Until, without warning, another change takes place and the stories of victory have shifted, and endings turn ugly. Trying to grab onto daydreams of my son, anticipating our summer time together, get derailed into thoughts of “her” and the accumulated dead weight of insults and indignities heaped upon my best intentions. Or worst case scenarios take over, a problematic survival mechanism I can’t seem to shake from my psyche, preparing me for a life after sudden deaths, impossible tragedies, or more realistic sufferings like expected cancer surgeries or metastasizing. An equal effort to keep my legs turning over at the rhythm my lungs allow meets the mental effort of not succumbing to real life frustrations or emotional states that push the body to resignation, to submission, to just plain giving up.
The mind and body are inseparable. Despite the potential to take consciousness where we imagine, unhindered by the very real molecular walls of the world, it can’t escape the interplay with a body breaking down. One follows the other as boxers suspiciously circling each other in a ring, adjusting their moves in anticipation of the opponent.

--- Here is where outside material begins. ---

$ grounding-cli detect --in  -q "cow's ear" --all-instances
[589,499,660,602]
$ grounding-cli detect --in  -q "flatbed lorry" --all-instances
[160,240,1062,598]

It is here where not just victories are made, where better runners separate from the weaker, but where effective runs become transcendent runs. It is here, past the depleted body and the darkened mind, where mentally trained and experienced runners find new wells of energy from which to draw and new canvases from which to paint narratives seemingly forgotten. In the last couple miles of red-lined effort a runner seeking distinct progression must be able to find clarity, to pull out of blurred borders and find a mental focus that will bring them to their self-defined finish, against a body now emptied and a mind equally blank. Most often, my narratives become reality, which is to enter a meditative state where my focus is only upon the field of vision directly in front of me. All environmental distractions, cars, voices yelling out, the white noise of urbanity, simply become sidewalls, as borders to a path straight ahead. The mind absorbs these influences, but can grab nothing to formulate an imagined story except the one word poem repeated with each foot fall.
Finish.
Finish.
Finish.
Positivity and negativity, imagined creations forced from the necessity to endure through the miles, have run their course, quite literally, and one is left with simply the clarity to maintain, to not expend effort creating victory nor to crumble beneath the weight of any self-doubting thought. All is left is a certain broken body and broken mind, untouchable by the world, only seeking to complete the physical act the runner seems to have been developed to do, and nothing else. When the last step is made and the effort weighted breath finally expended, a runner is a purified vessel, emptied and open mouthed, unwittingly reaching a conclusion they didn’t know they were seeking. Filled with so much imagination and potential, but also so much accumulated theory and baggage, it is the final emptiness that is so cleansing. It is then we can truly rest, both body and mind.